- The Washington Times - Saturday, March 18, 2006

After spending months working with Major League Baseball officials over a lease agreement for the Washington Nationals’ new ballpark, D.C. Mayor Anthony A. Williams will travel to San Diego this weekend to encourage officials to name a new owner for the franchise.

Williams plans to meet with MLB commissioner Bud Selig and other executives, who will be in San Diego for the semifinals and finals of the World Baseball Classic.

The naming of a new team owner is considered the final key step in the Nationals’ transition to Washington after being relocated here from Montreal following the 2004 season. MLB has owned the team since 2002 but refused to sell the team to a new owner until it finalized a lease agreement for the Nationals’ stadium.

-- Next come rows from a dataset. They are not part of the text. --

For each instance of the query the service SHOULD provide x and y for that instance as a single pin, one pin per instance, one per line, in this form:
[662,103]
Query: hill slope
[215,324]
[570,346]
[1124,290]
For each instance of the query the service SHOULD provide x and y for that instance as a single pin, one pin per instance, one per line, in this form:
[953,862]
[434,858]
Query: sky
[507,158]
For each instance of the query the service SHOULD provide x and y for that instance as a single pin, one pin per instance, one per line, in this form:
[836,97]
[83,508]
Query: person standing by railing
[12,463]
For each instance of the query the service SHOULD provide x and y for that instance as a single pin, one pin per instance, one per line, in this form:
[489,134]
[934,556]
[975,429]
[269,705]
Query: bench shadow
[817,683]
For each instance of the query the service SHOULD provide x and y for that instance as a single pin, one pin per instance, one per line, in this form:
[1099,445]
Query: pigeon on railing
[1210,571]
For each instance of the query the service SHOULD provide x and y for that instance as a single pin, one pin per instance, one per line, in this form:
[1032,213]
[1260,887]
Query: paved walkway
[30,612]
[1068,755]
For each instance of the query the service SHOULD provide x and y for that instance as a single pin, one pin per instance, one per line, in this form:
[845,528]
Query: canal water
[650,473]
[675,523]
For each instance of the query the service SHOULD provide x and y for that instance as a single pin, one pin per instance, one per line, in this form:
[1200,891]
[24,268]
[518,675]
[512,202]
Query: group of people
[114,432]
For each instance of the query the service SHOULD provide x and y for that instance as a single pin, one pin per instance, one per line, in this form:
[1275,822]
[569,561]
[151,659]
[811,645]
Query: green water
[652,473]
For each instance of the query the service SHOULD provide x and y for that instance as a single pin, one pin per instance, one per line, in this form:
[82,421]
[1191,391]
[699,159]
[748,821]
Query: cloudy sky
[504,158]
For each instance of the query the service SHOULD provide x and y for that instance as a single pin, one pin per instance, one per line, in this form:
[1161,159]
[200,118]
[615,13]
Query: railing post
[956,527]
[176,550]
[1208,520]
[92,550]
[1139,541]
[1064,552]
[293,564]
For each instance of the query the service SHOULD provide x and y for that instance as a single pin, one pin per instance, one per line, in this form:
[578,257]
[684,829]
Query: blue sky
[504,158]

After a long and tense negotiation with the city and D.C. Council, MLB signed off on the lease earlier this month.

The city unveiled the design for the stadium earlier this week and is expected to begin construction of the ballpark within the next month.

“Now that the District has approved the lease, announced a ballpark design and moved forward in preparation for ground-breaking at the stadium site, MLB officials need to name an owner for the Nationals without any additional delay,” Williams said.

MLB officials have said they would name an owner within about a month after the stadium lease is approved. But bidders for the team said they don’t expect an announcement until after Opening Day.

Williams has supported the Washington Baseball Club, led by local businessmen Fred Malek and Jeffrey Zients, as the owner for the team. The club was instrumental in lobbying MLB to bring the Nationals franchise to Washington and is considered one of the leading bidders.

But there is also support within MLB for Indianapolis communications executive Jeff Smulyan and a group led by the Lerner family, which runs a local real estate development company. Five other groups also submitted bids for the team, which is expected to sell for about $450million.

“This situation of the team not having an owner has lingered for far too long,” Williams said. “The delay has been very hurtful to the team in many ways — setting it back competitively, hurting morale of the ballclub, depressing turnout and leaving a big question mark hanging over the team.”

The ultimate decision on ownership will be made by Selig, who has a history of combining bidders to form a group with which he is comfortable. Former Atlanta Braves executive Stan Kasten, who submitted a bid of his own, has been in talks with several bidders — including the Lerner group — over the last year. Both he and members of the Lerner group have met separately with Nationals officials during spring training games in Florida this month.

Smulyan, meanwhile, has strong support in MLB circles because he was a former owner of the Seattle Mariners and has experience working with the players union and the league’s broadcast partners.